In order to achieve the Bizantine Consensus, these 3 rules must apply: during every round each process must send a bit (with value either 0 or 1) to the others n-1 processes; before the start of a new round each process must have received a bit from every other process; in each round every process has sent his bit to all the other processes.

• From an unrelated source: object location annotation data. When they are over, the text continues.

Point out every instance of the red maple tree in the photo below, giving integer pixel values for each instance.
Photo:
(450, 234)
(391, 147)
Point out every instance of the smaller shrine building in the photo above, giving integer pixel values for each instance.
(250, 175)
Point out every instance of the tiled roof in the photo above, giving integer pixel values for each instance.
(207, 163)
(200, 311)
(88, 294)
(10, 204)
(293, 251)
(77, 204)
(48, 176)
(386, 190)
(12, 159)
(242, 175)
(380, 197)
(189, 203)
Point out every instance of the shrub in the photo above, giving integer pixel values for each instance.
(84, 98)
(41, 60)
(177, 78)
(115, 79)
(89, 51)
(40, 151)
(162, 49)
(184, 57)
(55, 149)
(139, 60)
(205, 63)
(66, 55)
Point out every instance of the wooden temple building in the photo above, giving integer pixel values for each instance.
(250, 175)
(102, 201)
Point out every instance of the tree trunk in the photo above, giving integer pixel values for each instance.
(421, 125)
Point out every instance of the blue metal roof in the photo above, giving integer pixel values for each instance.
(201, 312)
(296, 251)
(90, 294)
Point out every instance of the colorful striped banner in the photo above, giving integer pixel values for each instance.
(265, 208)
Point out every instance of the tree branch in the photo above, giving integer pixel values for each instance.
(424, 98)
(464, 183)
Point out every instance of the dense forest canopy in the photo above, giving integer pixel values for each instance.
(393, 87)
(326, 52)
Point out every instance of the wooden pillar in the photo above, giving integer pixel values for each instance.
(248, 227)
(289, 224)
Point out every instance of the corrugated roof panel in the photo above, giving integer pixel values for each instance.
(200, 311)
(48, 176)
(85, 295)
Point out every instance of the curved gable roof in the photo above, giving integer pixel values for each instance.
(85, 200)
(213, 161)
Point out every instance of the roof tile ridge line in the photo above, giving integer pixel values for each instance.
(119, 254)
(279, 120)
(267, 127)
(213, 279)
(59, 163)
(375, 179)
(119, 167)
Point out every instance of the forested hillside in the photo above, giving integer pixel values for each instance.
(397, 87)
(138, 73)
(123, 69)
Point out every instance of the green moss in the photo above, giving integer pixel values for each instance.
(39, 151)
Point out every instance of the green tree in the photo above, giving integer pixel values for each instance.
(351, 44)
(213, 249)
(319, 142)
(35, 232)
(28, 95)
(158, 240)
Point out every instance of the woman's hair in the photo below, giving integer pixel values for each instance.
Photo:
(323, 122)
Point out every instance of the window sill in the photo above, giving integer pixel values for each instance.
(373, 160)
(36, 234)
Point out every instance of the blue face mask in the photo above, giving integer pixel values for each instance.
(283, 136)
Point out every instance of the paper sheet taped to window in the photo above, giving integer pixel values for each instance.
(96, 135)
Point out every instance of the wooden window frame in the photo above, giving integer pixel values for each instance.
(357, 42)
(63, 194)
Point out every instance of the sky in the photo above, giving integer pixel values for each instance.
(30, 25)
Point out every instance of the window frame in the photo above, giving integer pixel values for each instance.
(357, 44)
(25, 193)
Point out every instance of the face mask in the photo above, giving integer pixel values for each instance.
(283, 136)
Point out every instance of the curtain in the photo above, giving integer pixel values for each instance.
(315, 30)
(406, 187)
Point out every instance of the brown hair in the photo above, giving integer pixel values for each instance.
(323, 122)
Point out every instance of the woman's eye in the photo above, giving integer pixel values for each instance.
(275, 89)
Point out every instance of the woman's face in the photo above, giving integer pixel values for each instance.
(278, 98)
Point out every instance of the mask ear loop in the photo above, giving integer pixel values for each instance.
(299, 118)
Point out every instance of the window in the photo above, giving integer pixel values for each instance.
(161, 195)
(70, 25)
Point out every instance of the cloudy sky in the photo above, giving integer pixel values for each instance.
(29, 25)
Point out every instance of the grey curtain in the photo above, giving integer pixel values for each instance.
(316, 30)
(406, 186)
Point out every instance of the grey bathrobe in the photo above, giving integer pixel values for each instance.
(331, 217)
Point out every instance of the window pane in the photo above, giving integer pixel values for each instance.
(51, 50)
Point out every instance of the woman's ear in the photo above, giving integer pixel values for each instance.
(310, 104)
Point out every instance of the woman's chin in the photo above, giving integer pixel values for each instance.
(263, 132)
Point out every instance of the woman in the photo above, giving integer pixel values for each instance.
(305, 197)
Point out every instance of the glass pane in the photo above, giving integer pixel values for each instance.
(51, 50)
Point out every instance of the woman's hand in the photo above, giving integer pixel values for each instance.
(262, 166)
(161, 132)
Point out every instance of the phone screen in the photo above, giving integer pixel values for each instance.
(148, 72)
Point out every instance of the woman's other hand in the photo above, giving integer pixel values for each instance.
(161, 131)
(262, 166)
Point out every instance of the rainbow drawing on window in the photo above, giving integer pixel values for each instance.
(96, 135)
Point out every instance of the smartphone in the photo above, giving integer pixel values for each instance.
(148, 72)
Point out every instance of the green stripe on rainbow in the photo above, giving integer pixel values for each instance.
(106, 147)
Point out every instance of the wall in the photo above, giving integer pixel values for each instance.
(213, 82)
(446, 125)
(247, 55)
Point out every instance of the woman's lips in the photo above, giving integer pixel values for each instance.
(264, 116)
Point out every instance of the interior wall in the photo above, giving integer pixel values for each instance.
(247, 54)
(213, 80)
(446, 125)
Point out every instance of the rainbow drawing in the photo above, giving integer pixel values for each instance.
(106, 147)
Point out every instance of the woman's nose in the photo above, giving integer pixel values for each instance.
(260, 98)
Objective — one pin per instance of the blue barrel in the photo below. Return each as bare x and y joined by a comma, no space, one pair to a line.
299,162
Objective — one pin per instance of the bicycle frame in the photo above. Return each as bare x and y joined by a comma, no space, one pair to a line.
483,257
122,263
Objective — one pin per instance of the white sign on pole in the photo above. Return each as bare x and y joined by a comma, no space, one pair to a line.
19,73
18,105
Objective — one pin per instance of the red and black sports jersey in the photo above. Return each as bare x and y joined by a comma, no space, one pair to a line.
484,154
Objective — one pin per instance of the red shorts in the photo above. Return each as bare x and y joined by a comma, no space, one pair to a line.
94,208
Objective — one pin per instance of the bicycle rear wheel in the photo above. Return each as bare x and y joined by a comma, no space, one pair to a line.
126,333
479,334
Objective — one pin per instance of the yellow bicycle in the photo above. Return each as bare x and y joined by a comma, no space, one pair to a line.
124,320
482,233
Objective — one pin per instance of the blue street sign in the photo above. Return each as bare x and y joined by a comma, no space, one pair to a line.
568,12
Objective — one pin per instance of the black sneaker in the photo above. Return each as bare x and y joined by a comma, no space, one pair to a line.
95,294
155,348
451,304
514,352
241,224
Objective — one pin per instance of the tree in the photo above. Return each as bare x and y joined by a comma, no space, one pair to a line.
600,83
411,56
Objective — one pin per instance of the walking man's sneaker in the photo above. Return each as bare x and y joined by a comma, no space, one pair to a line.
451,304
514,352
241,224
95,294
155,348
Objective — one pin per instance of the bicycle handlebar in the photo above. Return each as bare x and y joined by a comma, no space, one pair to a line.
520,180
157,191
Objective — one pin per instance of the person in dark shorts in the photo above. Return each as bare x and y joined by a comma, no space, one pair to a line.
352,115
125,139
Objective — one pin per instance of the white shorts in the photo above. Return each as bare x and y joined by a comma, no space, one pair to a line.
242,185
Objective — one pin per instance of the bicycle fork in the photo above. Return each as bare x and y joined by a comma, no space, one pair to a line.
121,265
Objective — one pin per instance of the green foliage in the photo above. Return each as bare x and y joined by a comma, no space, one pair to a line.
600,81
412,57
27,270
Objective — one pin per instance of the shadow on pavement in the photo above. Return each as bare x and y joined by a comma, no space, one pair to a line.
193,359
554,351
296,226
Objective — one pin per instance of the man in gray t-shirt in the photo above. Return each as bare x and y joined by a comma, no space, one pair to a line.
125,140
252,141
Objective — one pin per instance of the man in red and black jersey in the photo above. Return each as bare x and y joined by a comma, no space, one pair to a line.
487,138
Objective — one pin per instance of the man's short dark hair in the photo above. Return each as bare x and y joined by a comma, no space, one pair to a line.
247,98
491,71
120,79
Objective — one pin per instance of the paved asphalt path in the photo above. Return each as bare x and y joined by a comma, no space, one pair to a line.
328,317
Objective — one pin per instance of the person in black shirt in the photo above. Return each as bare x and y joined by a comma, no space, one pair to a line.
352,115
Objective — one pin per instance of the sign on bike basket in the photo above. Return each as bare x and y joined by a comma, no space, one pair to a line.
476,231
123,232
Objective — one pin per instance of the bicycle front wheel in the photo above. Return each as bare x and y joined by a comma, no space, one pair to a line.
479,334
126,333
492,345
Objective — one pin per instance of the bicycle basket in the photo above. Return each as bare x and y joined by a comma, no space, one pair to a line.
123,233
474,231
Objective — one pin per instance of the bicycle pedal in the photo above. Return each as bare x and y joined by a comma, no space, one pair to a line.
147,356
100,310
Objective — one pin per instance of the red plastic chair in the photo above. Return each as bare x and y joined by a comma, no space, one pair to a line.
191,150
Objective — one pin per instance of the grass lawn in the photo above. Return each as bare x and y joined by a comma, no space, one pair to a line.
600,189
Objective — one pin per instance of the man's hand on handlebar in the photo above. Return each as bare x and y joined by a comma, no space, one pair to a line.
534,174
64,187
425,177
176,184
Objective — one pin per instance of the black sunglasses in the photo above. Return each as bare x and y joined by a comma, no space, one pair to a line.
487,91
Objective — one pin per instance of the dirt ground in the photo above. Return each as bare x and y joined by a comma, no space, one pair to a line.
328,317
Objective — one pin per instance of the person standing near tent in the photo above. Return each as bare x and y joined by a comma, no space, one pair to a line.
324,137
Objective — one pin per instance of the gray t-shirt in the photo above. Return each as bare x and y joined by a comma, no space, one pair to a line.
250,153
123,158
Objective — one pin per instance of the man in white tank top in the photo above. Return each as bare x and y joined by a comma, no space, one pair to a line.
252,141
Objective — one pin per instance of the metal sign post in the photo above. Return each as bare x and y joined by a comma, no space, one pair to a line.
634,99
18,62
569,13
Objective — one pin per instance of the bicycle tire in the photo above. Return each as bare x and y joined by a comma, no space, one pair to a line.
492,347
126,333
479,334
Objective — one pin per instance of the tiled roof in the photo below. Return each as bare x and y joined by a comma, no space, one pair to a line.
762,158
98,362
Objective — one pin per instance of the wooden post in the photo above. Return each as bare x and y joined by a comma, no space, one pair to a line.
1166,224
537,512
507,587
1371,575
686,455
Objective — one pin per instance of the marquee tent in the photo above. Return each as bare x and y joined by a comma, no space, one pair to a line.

I need to implement the following Rabin-based, Monte Carlo Byzantine Consensus randomized protocol for 661 non-traitor processes out of 991 total processes:
Variables:
b(i) = value to send to all other processes, initially = input value
p = global random number which can be either 1 and 0, picked after every run
maj(i) = majority value
tally(i) = number of times majority appears in b(i)
Implementation:
loop = TRUE
while (loop)
1. send b(i) to the other n−1 processes
2. receive the values sent by the other n−1 processes
3. set maj(i) = majority value in b(i)
4. set tally(i) = number of times the majority value appears
5. if tally(i) ≥ 2t + 1
then b(i) = maj(i)
else if (p=1) then b(i) = 1
else b(i) ← 0
My question would be: how can I implement the data structure which stores for every process the bits they have sent and received, not to mention how to implement the sending mechanism itself? I was thinking about implementing an array A.i[j] for each process, where j ranges over all process ids. I have heard it is possible to make processes read the values of the other n-1 processes from such a table instead of implemeneting a sending mechanism; how could I implement this?